Norcraft receives consents need to amend 9¾% senior discount notes

New York, Nov. 23 - Norcraft Holdings, LP said it received the consents needed to amend the 9¾% senior discount notes due 2012 it issued jointly with Norcraft Capital Corp.

By 5 p.m. ET on Nov. 23, consents had been delivered for 98.3% of the notes.

The consent solicitation, along with a tender offer for up to $35 million principal amount of the notes, was announced on Nov. 17.

The company will pay $1,023.38 for each $1,000 principal amount of notes tendered. This amount includes an early tender premium of $10.00 per $1,000 principal amount of notes tendered by 5 p.m. ET on Dec. 1, the early tender time.

Holders will also receive accrued interest up to but excluding the settlement date.

If the principal amount of notes tendered exceeds the cap, the company will purchase an amount of notes up to the cap on a pro rata basis.

The tender offer will expire at midnight ET on Dec. 15.

The company was soliciting consents to amend the note indenture to:

• Allow Norcraft Intermediate Holdings, LP, Norcraft Cos., LP or any restricted subsidiary of the latter to incur debt in excess of the amount otherwise permitted by the indenture provided that the proceeds are distributed to Norcraft Holdings and used to redeem, repurchase, acquire, defease or discharge 9¾% notes within 90 days;

• Allow Norcraft Holdings to incur debt in excess of the amount otherwise permitted by the indenture provided that the proceeds are used to redeem, repurchase, acquire, defease or discharge 9¾% notes within 90 days; and

• Disregard "consolidated interest expense" as defined in the indenture related to any debt incurred under the above provision for the purposes of determining whether any debt may be incurred in reliance upon the "coverage ratio exception" concurrently with incurring such debt.

Holders who deliver consents prior to 5 p.m.
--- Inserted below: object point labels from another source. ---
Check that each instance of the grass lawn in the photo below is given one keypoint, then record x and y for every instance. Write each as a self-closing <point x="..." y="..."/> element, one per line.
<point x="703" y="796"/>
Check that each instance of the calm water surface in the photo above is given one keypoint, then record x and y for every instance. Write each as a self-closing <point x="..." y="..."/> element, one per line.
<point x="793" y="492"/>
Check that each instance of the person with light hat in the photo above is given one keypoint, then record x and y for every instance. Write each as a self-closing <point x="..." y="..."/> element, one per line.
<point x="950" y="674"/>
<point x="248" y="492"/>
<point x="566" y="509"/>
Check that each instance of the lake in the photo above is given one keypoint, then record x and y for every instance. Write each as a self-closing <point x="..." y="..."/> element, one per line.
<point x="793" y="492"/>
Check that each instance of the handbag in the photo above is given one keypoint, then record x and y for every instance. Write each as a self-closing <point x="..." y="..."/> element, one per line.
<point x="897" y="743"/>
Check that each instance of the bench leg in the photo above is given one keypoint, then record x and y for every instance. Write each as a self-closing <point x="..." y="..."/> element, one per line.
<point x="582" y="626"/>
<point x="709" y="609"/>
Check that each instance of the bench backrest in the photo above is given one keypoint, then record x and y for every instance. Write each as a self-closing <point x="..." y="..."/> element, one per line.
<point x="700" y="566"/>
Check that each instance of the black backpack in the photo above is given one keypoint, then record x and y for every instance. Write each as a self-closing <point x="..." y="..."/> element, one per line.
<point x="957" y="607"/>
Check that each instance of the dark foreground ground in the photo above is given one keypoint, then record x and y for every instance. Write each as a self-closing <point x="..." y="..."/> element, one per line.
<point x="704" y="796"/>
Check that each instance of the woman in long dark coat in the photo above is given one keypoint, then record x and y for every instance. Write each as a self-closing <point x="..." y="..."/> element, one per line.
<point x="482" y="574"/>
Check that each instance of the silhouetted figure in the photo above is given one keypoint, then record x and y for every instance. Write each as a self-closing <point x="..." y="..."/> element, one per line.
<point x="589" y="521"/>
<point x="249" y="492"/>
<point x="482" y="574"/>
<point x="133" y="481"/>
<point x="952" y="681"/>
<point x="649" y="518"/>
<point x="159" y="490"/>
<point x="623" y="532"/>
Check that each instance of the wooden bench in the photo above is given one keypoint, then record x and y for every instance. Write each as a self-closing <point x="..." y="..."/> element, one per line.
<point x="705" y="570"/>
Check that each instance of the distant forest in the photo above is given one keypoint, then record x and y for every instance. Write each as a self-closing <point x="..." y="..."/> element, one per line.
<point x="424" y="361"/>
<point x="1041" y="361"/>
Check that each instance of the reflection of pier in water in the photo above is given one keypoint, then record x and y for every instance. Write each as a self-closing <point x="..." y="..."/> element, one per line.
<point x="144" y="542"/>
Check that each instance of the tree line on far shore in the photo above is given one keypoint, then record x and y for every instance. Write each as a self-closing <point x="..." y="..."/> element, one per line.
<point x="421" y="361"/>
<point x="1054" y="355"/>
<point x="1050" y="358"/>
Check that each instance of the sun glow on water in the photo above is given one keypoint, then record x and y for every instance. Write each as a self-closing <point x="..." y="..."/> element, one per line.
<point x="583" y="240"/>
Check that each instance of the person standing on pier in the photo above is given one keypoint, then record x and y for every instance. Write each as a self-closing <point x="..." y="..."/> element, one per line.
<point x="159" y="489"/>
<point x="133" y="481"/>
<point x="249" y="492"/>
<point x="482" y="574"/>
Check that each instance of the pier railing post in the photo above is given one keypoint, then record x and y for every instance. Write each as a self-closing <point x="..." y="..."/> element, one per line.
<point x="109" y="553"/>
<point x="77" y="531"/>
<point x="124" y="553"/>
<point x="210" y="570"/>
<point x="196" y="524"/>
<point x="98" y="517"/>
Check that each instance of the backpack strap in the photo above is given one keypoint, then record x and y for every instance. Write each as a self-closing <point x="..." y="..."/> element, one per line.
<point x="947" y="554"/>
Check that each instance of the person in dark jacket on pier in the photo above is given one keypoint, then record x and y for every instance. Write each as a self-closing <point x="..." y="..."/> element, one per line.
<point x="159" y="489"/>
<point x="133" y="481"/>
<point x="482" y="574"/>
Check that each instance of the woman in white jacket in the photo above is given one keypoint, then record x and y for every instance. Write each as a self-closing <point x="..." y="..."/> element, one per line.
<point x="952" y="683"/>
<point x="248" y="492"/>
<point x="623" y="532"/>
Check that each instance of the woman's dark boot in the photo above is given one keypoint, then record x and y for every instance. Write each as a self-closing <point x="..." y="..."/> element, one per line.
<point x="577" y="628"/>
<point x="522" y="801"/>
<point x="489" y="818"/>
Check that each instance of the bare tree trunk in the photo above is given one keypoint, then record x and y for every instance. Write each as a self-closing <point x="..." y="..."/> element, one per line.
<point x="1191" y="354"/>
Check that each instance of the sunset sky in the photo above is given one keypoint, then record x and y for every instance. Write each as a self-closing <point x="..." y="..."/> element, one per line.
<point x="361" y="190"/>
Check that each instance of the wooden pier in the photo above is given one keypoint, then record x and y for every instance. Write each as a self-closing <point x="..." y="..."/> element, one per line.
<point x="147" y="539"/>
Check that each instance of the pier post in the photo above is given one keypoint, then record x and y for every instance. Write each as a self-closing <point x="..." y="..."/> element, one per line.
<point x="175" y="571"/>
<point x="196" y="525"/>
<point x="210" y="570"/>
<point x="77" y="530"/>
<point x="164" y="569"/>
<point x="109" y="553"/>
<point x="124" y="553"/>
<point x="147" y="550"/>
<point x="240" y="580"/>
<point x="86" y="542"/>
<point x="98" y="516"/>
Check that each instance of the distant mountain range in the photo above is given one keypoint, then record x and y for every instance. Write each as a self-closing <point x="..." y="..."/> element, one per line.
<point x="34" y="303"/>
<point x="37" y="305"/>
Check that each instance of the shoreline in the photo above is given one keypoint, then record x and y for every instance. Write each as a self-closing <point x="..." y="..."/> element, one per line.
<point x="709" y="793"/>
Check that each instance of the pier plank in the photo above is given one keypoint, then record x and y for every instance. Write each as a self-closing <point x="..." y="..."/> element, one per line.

ET on Nov. 23 will receive $1.00 in cash per $1,000 principal amount of notes.

Holders who tender their notes prior to the consent expiration time will be deemed to have delivered their consent, even if those tendered notes are not purchased due to proration. Holders may not deliver consents without tendering notes.

The consent solicitation was subject to the receipt of consents from holders of at least a majority of the principal amount of notes outstanding.

The tender offer is conditioned on the execution of a supplemental indenture implementing the amendments and the successful completion of a proposed private placement of senior secured notes by some of Norcraft Holdings' subsidiaries, the proceeds of which will be used in combination with cash on hand to fund the tender offer.

UBS Investment Bank (888 719-4210 or collect at 203 719-4210) is the dealer manager, and Global Bondholder Services Corp. (866 873-7700) is the information agent.

Norcraft is a cabinetry company based in Eagan, Minn.